The body does mount an immune defence to the Plasmodium parasite but this is of limited effectiveness, hampered by the fact that, for the vast majority of the time, the parasite is “hiding” inside hepatocytes or RBCs, where antibodies and white blood cells cannot go. The youngest children are particularly vulnerable to malaria as they have not yet developed a specific immunity to infection. Adults may be able to develop some immunity which may reduce the intensity of recurrent infections.
The new vaccine, R21
Plasmodium produces many proteins on its surface (antigens) that might produce an immune response but these are only visible to the immune system for short periods of time, when it is free in the blood prior to infecting a hepatocyte or RBC. Furthermore, its rapid reproduction rate allows evolution in these surface proteins so they can evade specific antibodies. The vaccine candidate R21, and its less effective predecessor, RTS,S, are targeted at the circumsporozoite protein (CSP). This is used to attach to hepatocytes before invading them and is highly conserved, meaning that it cannot evolve without losing its efficacy and disruptingPlasmodium’s lifecycle. The recently reported R21 trial claims about 75% effectiveness in preventing infection in children. Larger trials, just starting, are needed. Other vaccines targeting the merozoite surface proteins similar to CSP are also planned. This could be the beginning of the end of one of humanity’s worst natural enemies.

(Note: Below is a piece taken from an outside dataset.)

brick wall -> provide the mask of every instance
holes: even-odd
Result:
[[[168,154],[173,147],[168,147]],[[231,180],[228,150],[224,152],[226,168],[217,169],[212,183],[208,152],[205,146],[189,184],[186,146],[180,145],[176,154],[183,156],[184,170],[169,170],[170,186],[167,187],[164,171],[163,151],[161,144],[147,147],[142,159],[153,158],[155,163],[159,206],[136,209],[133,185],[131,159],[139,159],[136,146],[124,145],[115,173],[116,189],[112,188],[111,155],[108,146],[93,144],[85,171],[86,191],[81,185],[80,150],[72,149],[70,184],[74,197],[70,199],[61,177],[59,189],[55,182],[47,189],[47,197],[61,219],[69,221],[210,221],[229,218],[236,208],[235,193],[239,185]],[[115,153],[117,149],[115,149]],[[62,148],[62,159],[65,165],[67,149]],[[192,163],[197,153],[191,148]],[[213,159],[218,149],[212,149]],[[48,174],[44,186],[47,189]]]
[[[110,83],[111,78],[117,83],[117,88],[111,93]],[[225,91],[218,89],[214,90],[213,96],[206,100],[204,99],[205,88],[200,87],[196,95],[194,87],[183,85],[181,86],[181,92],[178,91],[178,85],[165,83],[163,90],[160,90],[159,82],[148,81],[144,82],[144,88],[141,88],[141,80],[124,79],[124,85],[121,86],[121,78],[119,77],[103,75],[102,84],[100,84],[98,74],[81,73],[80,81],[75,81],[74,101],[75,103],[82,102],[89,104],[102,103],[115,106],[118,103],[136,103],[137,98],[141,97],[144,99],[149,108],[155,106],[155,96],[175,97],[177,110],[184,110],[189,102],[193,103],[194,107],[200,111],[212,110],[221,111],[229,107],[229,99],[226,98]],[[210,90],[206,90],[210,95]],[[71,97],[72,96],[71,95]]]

* a single-celled organism related to us, not to bacteria, similar to Amoeba. Protozoal infections include amoebic dysentery, Chagas disease, African sleeping sickness, and toxoplasmosis. There are no vaccines against protozoal infections apart from the newly developed anti-malarial ones.
** Readers might like to ponder the role of the Bill and Melinda Gates Foundation in funding much of this research.